Although I am an ordained deacon of the Catholic Church, the opinions expressed in this blog are my personal opinions. In offering these personal opinions I am not acting as a representative of the Church or any Church organization.

Tuesday, February 21, 2023

Courage and Cancellation

Before I forget them, here are just a few things that popped into my aging brain this morning on the drive home after Mass. I had some errands to run — fill the car with gas, buy milk and cream — so my mind was wonderfully empty and open to deeper thoughts. I’d considered praying the Rosary as I drove but knew I wouldn’t have time to complete five decades and I never like stopping in the middle…so my attention wandered.

I found myself thinking about a young woman, born in North Korea, who ultimately escaped via China, Mongolia, South Korea, and finally to the United States. I had seen her interviewed on TV the other day, and her courage and wisdom overwhelmed me. In China she and her mother were forced into sex slavery, but she managed to escape, crossed the Gobi Desert into Mongolia, and from there made her way to South Korea. She came to the USA and eventually graduated from Columbia, a university where she encountered a woke American version of the forced leftist orthodoxy she thought she had left behind in North Korea. Her name is Yeonmi Park, and she’s written two books: one about her escape, In Order to Live; and another, While Time Remains. The latter relates her experiences dealing with leftist political indoctrination here in the United States, especially in Academia. She is a remarkable and courageous young woman, and I have ordered both books. I might write about them in a future post. 

Listening to her, though, led me to consider the lack of moral courage, indeed the outright cowardice of so many Americans, especially young college-age Americans.
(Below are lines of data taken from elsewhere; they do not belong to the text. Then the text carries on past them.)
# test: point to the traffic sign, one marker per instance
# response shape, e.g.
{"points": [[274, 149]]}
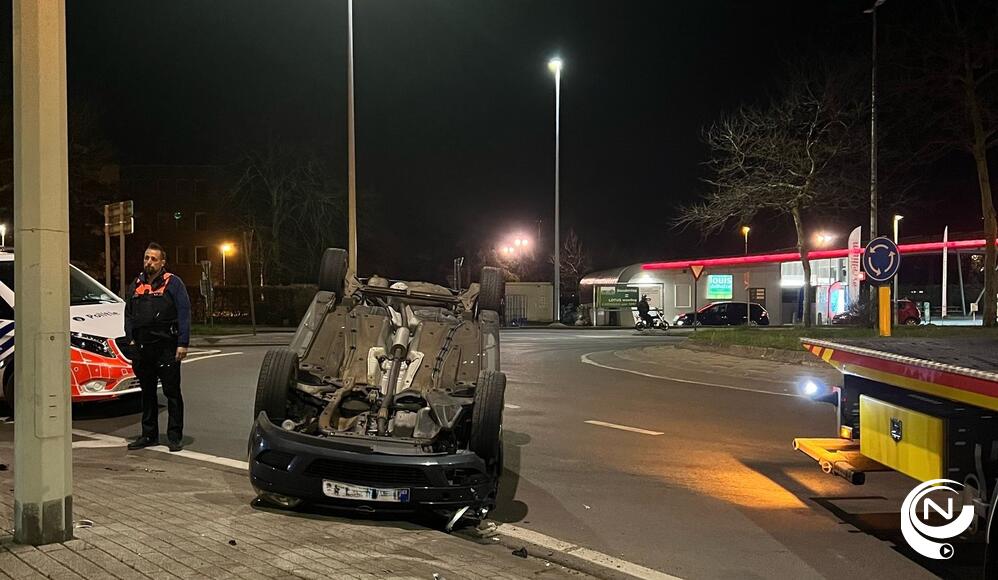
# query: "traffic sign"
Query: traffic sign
{"points": [[881, 260]]}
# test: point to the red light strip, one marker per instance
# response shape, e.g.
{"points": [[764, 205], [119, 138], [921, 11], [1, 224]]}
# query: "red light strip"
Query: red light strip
{"points": [[816, 255]]}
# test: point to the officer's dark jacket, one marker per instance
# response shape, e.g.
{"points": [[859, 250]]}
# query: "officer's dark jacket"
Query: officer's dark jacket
{"points": [[158, 310]]}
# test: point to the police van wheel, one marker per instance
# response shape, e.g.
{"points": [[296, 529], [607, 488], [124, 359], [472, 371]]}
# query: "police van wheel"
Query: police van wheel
{"points": [[278, 374], [8, 390], [492, 287], [333, 270]]}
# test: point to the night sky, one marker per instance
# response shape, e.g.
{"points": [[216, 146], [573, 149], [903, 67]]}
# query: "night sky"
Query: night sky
{"points": [[455, 107]]}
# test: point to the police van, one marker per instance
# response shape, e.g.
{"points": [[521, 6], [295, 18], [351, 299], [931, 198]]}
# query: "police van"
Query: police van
{"points": [[99, 368]]}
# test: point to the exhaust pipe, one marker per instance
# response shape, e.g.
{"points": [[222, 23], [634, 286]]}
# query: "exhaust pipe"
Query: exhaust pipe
{"points": [[400, 349]]}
They seem so afraid of being out of sync with the current zeitgeist, so afraid to speak up in defense of truth and what is right, that they succumb to social and psychological pressures, and to the fear of “cancellation”, believing or at best not daring to contradict whatever lies they are told. Because they have been so thoroughly indoctrinated at every educational level, they find if far easier to let others think for them rather than taking the time to study, to learn the truth, and perhaps even to think for themselves. When I consider our young service men and women, who exhibit remarkable physical and moral courage almost daily, I am appalled by the moral cowardice of far too many of the “more educated” among our youth. 

Of course, the indoctrination of our children and young adults plays right into the hands of those who seek to rule us. The young folks are so accustomed to believing everything they are told by their controllers, that the chosen rulers can claim infallibility, even in the face of failure. An abject failure that turns into a deadly fiasco — for example, Afghanistan — is hailed as a huge success and the woke media and party-lime politicians just rave about it. And the more such things occur, the more often truth is hidden behind lies, the more the workers and drones in the hive actually come to believe what they’re saying. 

The only solution is to speak the truth always, regardless of the consequences. That’s really the best definition of moral courage.